For shorter laser-pulse durations the laser intensity within the window is higher, so the photoionisation takes place faster near the window, and thus the shortening of the window occurs faster than for longer pulses. At first glance, it seems that the pulse spreading should also be more pronounced for the shorter pulse. This would be the case if the pulse spreading is given by the dispersion of the group velocity of a gas. However, this is not the case for our conditions. In our conditions the front of the pulse propagates in the neutral gas with its group velocity. The falling edge of the pulse propagates in the ionised gas with another group velocity.
For the longer pulses the ionisation degree is higher, so the relative spreading is approximately the same for the short and the long pulses. Thus, for the shorter pulse the shortening of the window is faster and the temporal shift of the window is about the same as for the long pulse. As a result, the short laser pulse provides better conditions for the IAP generation. In
Figure 2 we see that the 10 fs pulse provides such conditions, but the 20 fs laser pulse does not. The absence of IPA generation for the 20 fs laser pulse leads to the linear increase of the XUV intensity in
Figure 3.
4. Conclusions
In this paper we study the production of an IAP due to transient phase-matching of HHG. For that, we numerically integrate the 1D propagation equation for the fundamental and generated fields with nonlinear polarisation calculated via 3D TDSE solution.
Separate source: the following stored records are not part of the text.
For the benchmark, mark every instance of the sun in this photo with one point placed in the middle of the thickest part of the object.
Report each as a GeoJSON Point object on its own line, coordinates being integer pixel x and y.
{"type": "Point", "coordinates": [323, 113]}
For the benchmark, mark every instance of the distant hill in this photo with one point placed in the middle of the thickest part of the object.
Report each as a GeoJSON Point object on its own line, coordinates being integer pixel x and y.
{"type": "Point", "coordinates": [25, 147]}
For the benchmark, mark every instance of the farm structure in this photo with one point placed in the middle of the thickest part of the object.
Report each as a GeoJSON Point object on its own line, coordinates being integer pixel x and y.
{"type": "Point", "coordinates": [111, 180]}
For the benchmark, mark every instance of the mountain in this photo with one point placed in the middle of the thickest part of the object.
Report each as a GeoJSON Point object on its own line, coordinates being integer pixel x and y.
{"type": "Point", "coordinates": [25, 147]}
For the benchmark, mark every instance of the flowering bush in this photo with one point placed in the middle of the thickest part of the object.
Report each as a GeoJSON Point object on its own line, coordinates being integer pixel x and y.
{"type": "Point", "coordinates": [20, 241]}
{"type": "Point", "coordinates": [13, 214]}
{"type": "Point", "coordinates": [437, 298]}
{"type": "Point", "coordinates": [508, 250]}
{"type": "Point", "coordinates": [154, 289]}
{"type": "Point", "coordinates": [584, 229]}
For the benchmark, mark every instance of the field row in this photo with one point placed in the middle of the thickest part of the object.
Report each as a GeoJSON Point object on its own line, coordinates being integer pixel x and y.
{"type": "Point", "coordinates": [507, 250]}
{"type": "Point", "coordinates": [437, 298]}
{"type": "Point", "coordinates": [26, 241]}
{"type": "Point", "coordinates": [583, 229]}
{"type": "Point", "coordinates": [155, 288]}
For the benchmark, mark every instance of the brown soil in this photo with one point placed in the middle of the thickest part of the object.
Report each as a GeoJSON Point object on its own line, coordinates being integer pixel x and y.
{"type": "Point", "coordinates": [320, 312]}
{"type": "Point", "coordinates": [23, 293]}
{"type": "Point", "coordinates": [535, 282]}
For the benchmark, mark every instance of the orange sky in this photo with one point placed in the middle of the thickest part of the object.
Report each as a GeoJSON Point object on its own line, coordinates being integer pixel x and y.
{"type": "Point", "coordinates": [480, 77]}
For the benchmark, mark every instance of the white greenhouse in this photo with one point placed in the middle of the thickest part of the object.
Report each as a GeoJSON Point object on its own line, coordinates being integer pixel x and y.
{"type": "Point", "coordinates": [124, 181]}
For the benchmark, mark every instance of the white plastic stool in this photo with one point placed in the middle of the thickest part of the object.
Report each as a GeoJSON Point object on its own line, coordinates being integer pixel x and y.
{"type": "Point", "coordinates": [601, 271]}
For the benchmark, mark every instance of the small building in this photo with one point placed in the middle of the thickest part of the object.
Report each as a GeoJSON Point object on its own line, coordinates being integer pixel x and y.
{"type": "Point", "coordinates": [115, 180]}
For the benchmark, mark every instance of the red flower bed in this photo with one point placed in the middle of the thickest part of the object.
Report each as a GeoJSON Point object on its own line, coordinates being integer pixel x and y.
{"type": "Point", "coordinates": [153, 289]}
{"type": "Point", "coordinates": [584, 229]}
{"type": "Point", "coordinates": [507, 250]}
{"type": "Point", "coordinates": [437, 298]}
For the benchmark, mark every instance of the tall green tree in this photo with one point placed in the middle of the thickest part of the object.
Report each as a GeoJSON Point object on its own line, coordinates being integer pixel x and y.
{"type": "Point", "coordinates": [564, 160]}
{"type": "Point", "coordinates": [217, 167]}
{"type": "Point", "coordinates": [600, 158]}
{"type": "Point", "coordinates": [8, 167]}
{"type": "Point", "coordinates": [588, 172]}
The use of the 1D propagation equation is a reasonable approximation to describe HHG by a flat-top laser beam.
We simulate the attosecond pulse generation by 800 nm fundamental pulses with 10 fs and 20 fs durations and with different intensities in argon gas. We find that IAP generation via phase-matching gating is achievable using the intense 10 fs laser pulse, and it is less feasible for the case of a 20 fs laser pulse for the considered intensities. The reason of this discrepancy is the temporal spreading of the fundamental pulse during the propagation because of the medium photoionisation. This nonlinear effect is defined by the difference of the group velocities for the neutral and photoionised medium. The spreading leads to the temporal shift of the phase-matching window towards later times for longer propagation distances.
Moreover, we study the behaviour of the XUV energy as a function of the propagation distance, and we find that for the 20 fs pulse this dependence is linear, but for the 10 fs one the onset of the IAP production corresponds to the change from linear to quadratic dependence of the XUV energy on the propagation distance. This feature can be used experimentally as a simple proxy method for the detection of IAP generation. Finally, it is important to note that the found dependencies on the propagation distance can be directly interpreted as dependencies on the medium pressure, as long as the 1D propagation picture is valid.